He walked quickly now, silently, staying close to the side of the corridor, his right shoulder an inch from the cinderblock wall. He took a right at an intersection, pausing and peering around the corner before committing his body to the turn. He saw a door swing shut: Heineman's office door.

He stood outside the door in the darkened hallway, pressed his ear against the smooth-grained wood and listened. First, a whoosh, as if another door had opened and closed, then nothing. He twisted the doorknob and walked into Heineman's secretary's domain. Empty.

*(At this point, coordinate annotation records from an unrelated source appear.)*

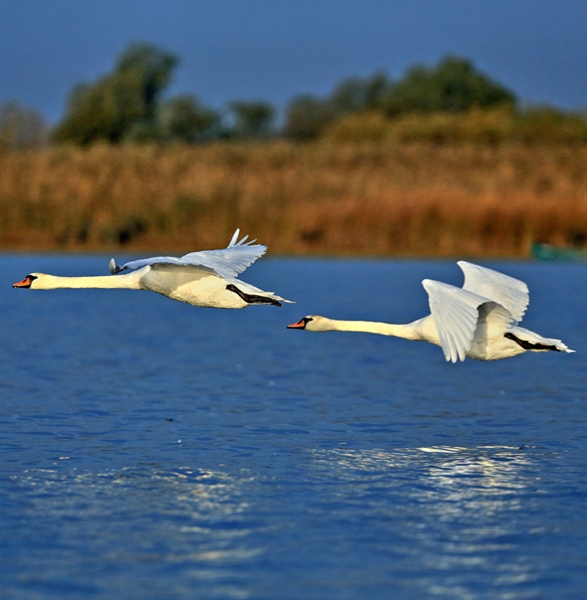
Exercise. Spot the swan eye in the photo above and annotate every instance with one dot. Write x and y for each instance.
(26, 282)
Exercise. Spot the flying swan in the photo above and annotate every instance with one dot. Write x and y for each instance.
(207, 278)
(479, 320)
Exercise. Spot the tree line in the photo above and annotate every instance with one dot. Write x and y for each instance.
(129, 105)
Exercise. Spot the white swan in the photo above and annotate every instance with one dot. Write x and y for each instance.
(478, 320)
(207, 278)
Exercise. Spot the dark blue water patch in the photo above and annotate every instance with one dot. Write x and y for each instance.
(154, 450)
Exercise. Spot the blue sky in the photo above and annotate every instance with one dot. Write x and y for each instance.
(274, 50)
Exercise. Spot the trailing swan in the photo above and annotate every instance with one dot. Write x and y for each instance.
(479, 320)
(207, 278)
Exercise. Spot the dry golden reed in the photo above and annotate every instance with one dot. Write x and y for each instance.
(370, 198)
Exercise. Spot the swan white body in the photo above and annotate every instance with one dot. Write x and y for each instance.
(479, 320)
(207, 278)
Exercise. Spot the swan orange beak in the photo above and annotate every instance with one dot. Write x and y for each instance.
(26, 282)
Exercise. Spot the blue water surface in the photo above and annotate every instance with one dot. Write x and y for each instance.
(151, 450)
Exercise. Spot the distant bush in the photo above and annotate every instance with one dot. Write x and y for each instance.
(476, 125)
(21, 127)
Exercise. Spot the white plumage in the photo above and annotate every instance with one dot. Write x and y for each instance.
(207, 278)
(479, 320)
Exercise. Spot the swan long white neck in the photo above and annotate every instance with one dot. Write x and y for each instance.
(410, 331)
(51, 282)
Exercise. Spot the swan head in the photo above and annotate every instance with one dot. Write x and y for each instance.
(29, 281)
(313, 323)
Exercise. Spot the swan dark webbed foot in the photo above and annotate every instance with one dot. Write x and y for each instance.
(252, 298)
(529, 345)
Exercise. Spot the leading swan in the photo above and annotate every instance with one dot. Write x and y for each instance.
(207, 278)
(479, 320)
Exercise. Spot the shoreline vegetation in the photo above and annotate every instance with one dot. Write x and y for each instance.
(339, 195)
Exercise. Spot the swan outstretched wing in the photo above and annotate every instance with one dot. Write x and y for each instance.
(511, 293)
(455, 313)
(227, 262)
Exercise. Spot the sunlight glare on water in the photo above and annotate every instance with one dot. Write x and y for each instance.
(154, 450)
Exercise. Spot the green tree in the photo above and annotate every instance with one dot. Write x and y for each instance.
(307, 117)
(252, 119)
(186, 118)
(21, 127)
(121, 105)
(454, 85)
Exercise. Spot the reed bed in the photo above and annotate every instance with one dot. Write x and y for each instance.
(371, 198)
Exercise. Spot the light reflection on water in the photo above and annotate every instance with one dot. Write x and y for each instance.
(151, 450)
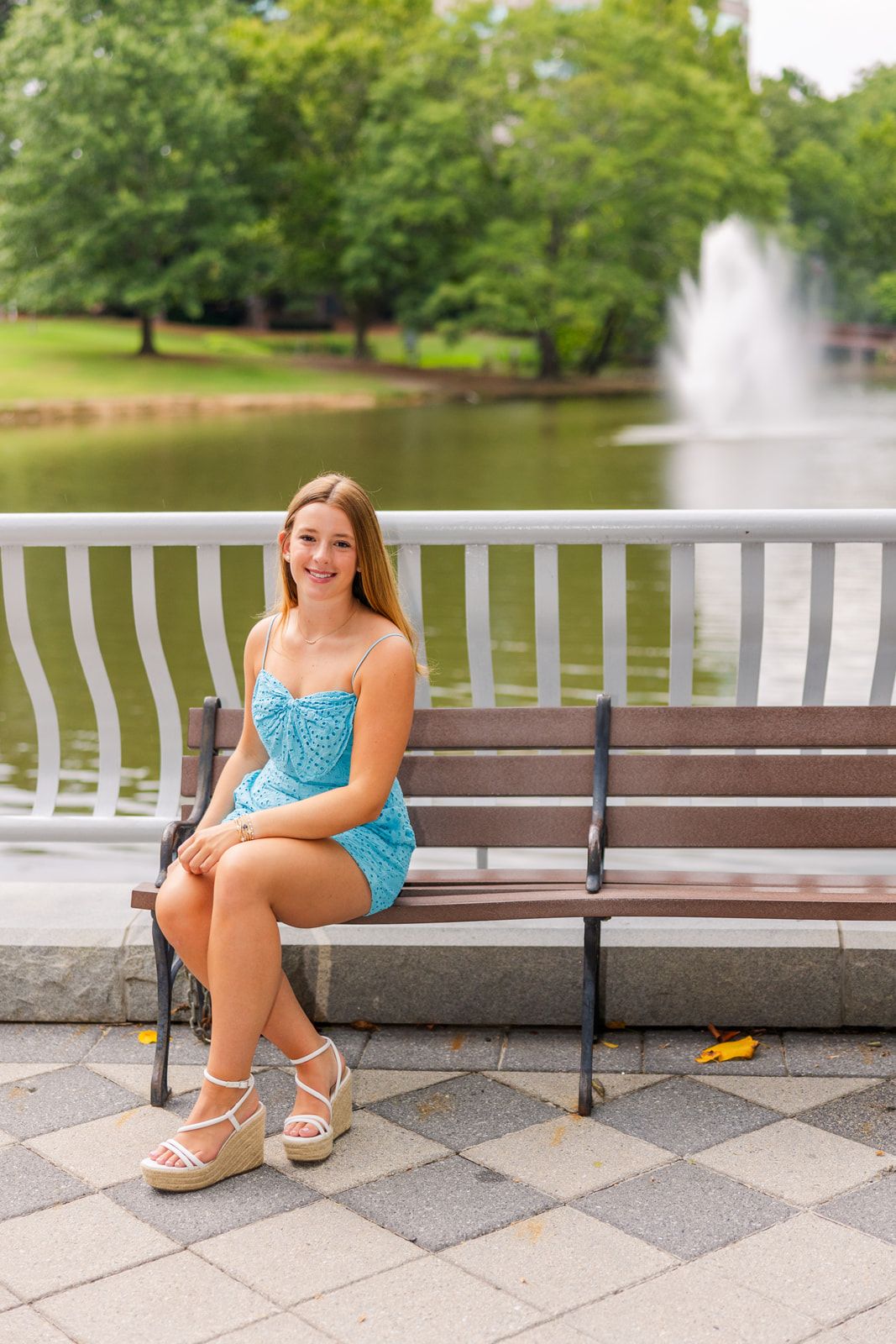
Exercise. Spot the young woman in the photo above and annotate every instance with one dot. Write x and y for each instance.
(307, 827)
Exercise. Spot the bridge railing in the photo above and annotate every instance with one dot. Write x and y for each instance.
(678, 533)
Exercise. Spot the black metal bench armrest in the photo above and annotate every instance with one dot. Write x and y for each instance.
(598, 828)
(179, 831)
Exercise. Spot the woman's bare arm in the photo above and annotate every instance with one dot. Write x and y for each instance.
(382, 727)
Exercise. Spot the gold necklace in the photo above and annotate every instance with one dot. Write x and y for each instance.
(329, 632)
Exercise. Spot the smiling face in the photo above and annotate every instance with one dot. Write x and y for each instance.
(322, 553)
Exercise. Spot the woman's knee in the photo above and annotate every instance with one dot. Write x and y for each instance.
(183, 902)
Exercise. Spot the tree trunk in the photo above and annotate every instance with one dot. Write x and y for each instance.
(598, 353)
(257, 316)
(147, 346)
(362, 347)
(548, 355)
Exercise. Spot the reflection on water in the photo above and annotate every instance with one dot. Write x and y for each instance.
(852, 464)
(524, 454)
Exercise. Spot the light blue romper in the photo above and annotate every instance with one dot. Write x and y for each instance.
(309, 748)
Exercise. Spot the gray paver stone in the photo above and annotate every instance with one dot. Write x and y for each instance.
(841, 1054)
(620, 1053)
(351, 1041)
(445, 1203)
(466, 1110)
(23, 1326)
(559, 1260)
(684, 1209)
(123, 1307)
(867, 1117)
(58, 1100)
(871, 1209)
(684, 1116)
(194, 1215)
(443, 1047)
(123, 1046)
(27, 1183)
(86, 1238)
(687, 1307)
(421, 1301)
(674, 1053)
(26, 1043)
(277, 1330)
(548, 1048)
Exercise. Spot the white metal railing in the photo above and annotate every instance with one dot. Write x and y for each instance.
(680, 531)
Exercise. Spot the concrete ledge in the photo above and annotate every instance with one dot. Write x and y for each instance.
(78, 953)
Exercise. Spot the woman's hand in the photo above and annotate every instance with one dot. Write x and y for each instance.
(202, 853)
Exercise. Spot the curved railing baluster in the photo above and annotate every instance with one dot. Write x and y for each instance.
(882, 683)
(479, 625)
(15, 598)
(270, 561)
(143, 582)
(410, 581)
(547, 622)
(821, 618)
(211, 618)
(616, 622)
(752, 605)
(681, 622)
(98, 685)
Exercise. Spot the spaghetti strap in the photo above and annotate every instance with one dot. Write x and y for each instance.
(268, 642)
(394, 635)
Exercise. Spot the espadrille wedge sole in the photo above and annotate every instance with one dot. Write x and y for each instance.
(320, 1146)
(241, 1151)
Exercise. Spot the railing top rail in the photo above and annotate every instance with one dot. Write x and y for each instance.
(449, 528)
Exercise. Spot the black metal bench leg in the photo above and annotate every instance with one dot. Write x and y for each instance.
(590, 1008)
(167, 967)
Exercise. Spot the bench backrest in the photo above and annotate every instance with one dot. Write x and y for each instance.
(813, 754)
(441, 765)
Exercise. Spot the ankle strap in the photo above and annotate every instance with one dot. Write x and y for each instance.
(315, 1053)
(219, 1082)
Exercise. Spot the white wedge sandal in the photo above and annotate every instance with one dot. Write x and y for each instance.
(241, 1151)
(318, 1146)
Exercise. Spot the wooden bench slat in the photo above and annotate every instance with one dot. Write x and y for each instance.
(496, 776)
(752, 776)
(750, 828)
(500, 827)
(651, 776)
(727, 902)
(752, 726)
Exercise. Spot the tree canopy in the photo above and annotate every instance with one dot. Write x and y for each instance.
(123, 179)
(544, 171)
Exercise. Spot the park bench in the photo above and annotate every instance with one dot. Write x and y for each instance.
(520, 779)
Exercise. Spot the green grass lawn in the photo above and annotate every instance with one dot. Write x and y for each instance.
(94, 356)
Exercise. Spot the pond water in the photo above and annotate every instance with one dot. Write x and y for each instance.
(519, 454)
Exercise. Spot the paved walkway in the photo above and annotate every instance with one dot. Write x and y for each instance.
(468, 1203)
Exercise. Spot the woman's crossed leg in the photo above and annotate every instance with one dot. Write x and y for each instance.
(224, 929)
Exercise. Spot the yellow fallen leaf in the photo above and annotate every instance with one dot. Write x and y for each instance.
(728, 1050)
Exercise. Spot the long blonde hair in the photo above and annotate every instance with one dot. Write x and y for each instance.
(375, 584)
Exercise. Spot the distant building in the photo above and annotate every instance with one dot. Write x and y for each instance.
(732, 13)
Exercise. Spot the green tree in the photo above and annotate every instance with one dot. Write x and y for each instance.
(423, 185)
(123, 152)
(618, 134)
(308, 78)
(839, 158)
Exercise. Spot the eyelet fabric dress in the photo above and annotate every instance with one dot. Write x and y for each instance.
(309, 748)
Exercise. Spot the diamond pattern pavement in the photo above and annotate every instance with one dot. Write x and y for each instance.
(469, 1200)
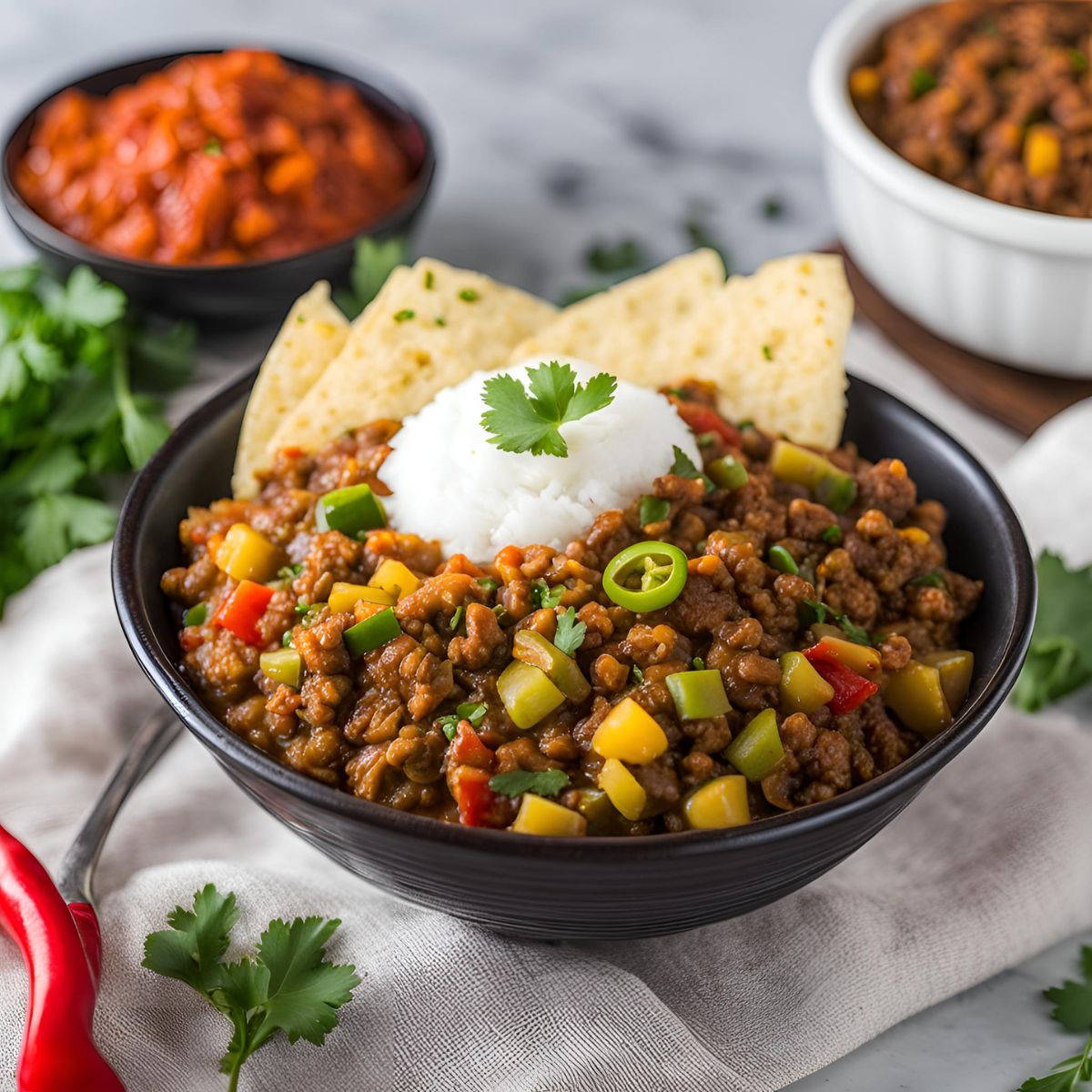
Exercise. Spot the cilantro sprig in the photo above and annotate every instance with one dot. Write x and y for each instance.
(288, 986)
(1073, 1009)
(521, 420)
(76, 374)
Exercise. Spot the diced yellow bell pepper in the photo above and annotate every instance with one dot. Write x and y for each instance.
(719, 803)
(528, 693)
(394, 578)
(344, 596)
(917, 699)
(956, 667)
(803, 688)
(1042, 152)
(626, 793)
(540, 816)
(247, 555)
(858, 658)
(629, 734)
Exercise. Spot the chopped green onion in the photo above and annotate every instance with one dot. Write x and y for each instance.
(372, 632)
(652, 511)
(782, 561)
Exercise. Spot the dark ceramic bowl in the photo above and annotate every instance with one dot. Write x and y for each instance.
(584, 887)
(245, 293)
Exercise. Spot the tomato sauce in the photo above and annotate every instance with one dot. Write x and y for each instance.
(218, 158)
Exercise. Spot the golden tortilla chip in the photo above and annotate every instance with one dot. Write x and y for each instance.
(430, 327)
(311, 337)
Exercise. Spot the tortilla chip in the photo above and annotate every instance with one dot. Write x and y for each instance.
(312, 334)
(430, 327)
(773, 342)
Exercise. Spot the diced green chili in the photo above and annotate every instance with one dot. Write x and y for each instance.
(197, 615)
(727, 472)
(645, 577)
(372, 632)
(652, 511)
(698, 694)
(758, 748)
(782, 561)
(284, 666)
(349, 511)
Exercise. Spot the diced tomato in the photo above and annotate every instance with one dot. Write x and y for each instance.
(241, 611)
(468, 749)
(705, 420)
(851, 689)
(476, 801)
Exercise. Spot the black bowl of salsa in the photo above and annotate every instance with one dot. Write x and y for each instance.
(591, 888)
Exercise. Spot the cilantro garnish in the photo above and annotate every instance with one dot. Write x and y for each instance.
(288, 986)
(1073, 1009)
(683, 468)
(372, 263)
(519, 420)
(544, 595)
(473, 711)
(540, 782)
(1060, 656)
(571, 633)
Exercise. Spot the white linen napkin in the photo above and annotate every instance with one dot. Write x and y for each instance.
(987, 866)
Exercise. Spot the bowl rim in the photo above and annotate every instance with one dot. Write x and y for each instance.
(388, 90)
(856, 26)
(225, 745)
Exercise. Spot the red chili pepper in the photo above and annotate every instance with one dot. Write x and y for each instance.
(703, 419)
(851, 689)
(61, 950)
(241, 611)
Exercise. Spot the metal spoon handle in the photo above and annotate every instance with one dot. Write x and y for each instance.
(75, 877)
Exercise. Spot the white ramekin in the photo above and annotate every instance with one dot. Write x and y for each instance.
(1011, 284)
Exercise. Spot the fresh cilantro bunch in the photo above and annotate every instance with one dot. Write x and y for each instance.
(518, 420)
(288, 986)
(72, 359)
(372, 263)
(1073, 1009)
(1059, 660)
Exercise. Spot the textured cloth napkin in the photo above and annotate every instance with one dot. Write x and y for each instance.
(988, 865)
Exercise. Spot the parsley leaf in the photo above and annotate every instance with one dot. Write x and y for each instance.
(372, 263)
(521, 421)
(540, 782)
(288, 986)
(571, 633)
(544, 595)
(1060, 656)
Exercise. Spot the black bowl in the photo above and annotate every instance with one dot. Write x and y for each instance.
(245, 293)
(591, 887)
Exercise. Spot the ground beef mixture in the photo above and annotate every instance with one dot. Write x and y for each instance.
(995, 97)
(383, 725)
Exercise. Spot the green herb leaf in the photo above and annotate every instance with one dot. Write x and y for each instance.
(519, 420)
(372, 263)
(540, 782)
(1060, 656)
(571, 633)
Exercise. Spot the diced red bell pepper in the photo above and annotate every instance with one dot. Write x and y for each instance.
(241, 611)
(851, 689)
(703, 419)
(468, 749)
(476, 801)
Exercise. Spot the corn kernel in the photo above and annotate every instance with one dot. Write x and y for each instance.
(626, 793)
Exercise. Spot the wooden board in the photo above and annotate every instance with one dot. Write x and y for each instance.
(1021, 399)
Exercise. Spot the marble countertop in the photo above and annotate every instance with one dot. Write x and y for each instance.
(562, 123)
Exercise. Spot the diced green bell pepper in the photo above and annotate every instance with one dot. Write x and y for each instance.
(698, 694)
(758, 748)
(349, 511)
(371, 633)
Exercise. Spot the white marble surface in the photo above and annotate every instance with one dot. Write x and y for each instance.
(561, 123)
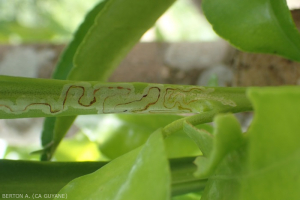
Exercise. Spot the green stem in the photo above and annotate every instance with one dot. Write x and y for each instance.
(25, 97)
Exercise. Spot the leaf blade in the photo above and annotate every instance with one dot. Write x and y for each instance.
(259, 26)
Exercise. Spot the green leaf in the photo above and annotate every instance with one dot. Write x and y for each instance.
(227, 137)
(117, 26)
(58, 127)
(116, 30)
(201, 137)
(224, 165)
(127, 132)
(28, 177)
(260, 26)
(266, 164)
(274, 159)
(140, 174)
(82, 149)
(65, 63)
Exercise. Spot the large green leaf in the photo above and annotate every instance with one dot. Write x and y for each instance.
(262, 26)
(131, 131)
(225, 161)
(32, 177)
(140, 174)
(57, 127)
(117, 26)
(265, 165)
(274, 151)
(117, 29)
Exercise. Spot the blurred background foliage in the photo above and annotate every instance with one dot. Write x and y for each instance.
(100, 137)
(55, 21)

Applying his ear to the inner door, he heard the unmistakable sound of someone dialing a telephone. The noise was faint and far away. Heineman's voice was a distant, undecipherable rumble.

He glanced quickly at the secretary's desk. A red light shone on a beige, touch-tone telephone. Line I was engaged. He slid along the beige carpeting, holding his breath, carefully lifted the receiver.

“Listen,” Heineman was saying, his normally mellow voice as tense as Spraggue had ever heard it, “Put Mrs. Donagher on immediately. This is urgent, understand?”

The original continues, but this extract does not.